Breeders who have adult pinstripes, genetics stripes, bumble bees, black pastels, ghosts and albinos paid a lot of money for them. A LOT! Some of you who are relatively new to the business don’t fully get that. What have you sacrificed in order to be in this business? Anything? Everything? There may be a choice few who have jobs that afford them the opportunity to pay cash for their animals. But that’s a select few, I’m sure. Most of us have had to make many personal sacrifices of one type or another to build our collections.

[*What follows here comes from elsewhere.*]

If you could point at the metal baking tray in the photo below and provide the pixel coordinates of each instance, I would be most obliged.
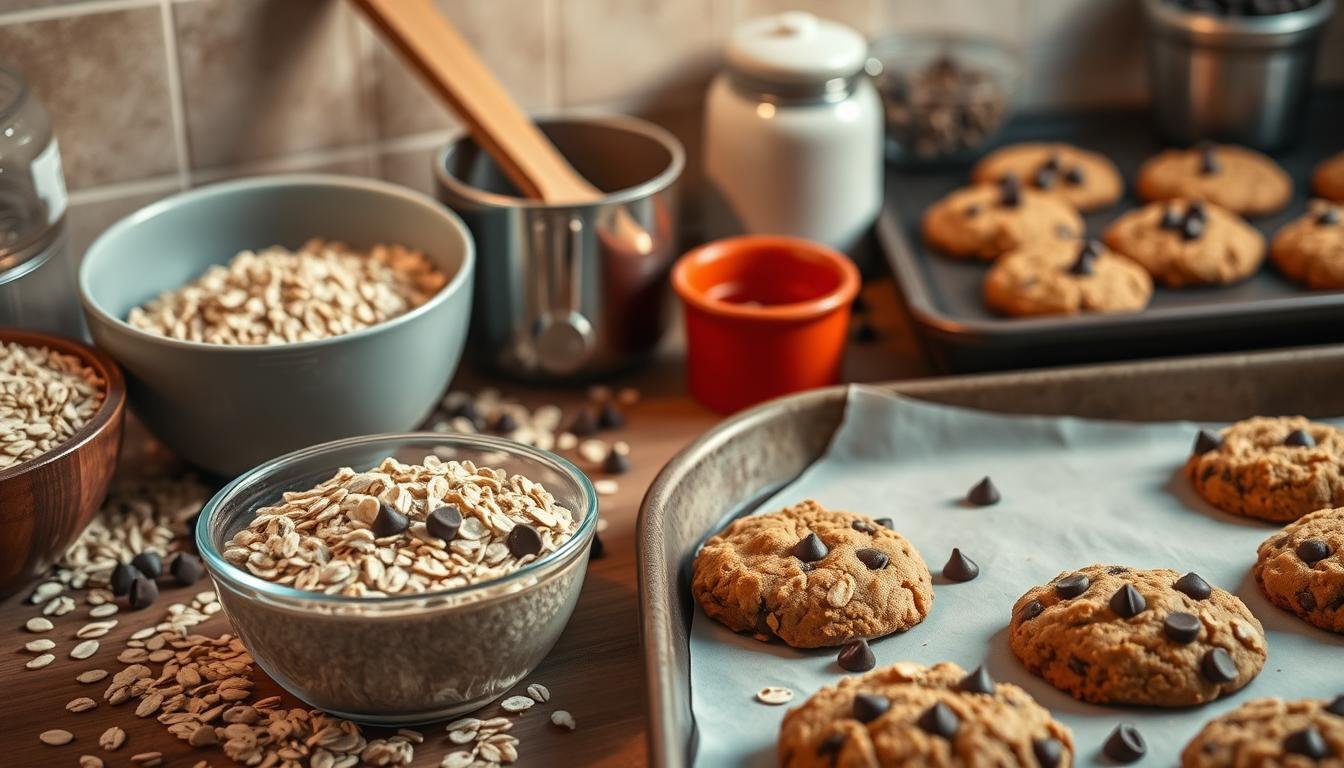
(958, 334)
(746, 459)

The other day I was preparing to reinstall the operating system on my computer so I was moving my files to another computer so I could restore them after the rebuild. I always seem to come across interesting photos when I do that (I’ve got dozens of gigabytes of photos on my laptop) and it was these photos that prompted me to write this little article:
This was my 1996 Twin Turbo 300ZX. Most car enthusiasts agree that this is a very special car. I had wanted one for years but their $50K plus price tag back in ’96 put them out of my price range. It wasn’t until several years later that I could afford one. When I did get one I proceeded to put many more thousands into upgrading it; custom exhaust, upgraded computer, turbo timer, performance intakes, and beefier brakes. I waited for several years to be in a position to buy that car. And just after I got it to the the point that it was perfect for me, I sold it. Why did I sell a car that I wanted so badly for so long? I sold it to buy ball pythons. Building my collection was worth more than having that car in my driveway. The sale price wasn’t anything magical; somewhere in the $17K range. But that was back in 2006. $17,000 in 2006 didn’t go very far in the ball python world.

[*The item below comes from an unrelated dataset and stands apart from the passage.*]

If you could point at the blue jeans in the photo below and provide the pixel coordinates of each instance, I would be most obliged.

This isn’t the only big sacrifice I have made over the years to be in the ball python business. I haven’t been on vacation in almost a decade for example. I choose to take the money I would spend on a vacation and re-invest it into building my ball python collection. If I were to give it some more thought I’d be able to come up with a long list of personal sacrifices I have made to be in the position I am in today. When I look at the sacrifices I have made to have the animals I do I get all the more annoyed with people who say that all ball python morphs should cost $50 so everybody can have one. You know what I say to those people? Two words: “Pack Sand!” I gave up things that I wanted to get the animals I have and you need to do the same.
And it’s because of these sacrifices that I hold the line on ball python prices. I am not now nor will I ever be the guy who sells ball pythons for a bargain basement prices. I will never lead the way on decreasing ball python prices and I will fight against those who do. I have put too much of myself into this. I have made too many sacrifices in the form of time, money and personal relationships. I will not discount the value of my investment simply because some guy on kingsnake.com is freaked out over money and is selling his animals for $100 less than the going rate. I won’t do it and neither should you. I love ball pythons and this industry too much to do it. I won’t do it to myself and I won’t do it to my peers who have made many sacrifices similar to mine. I’ve got your back on pricing. You got mine?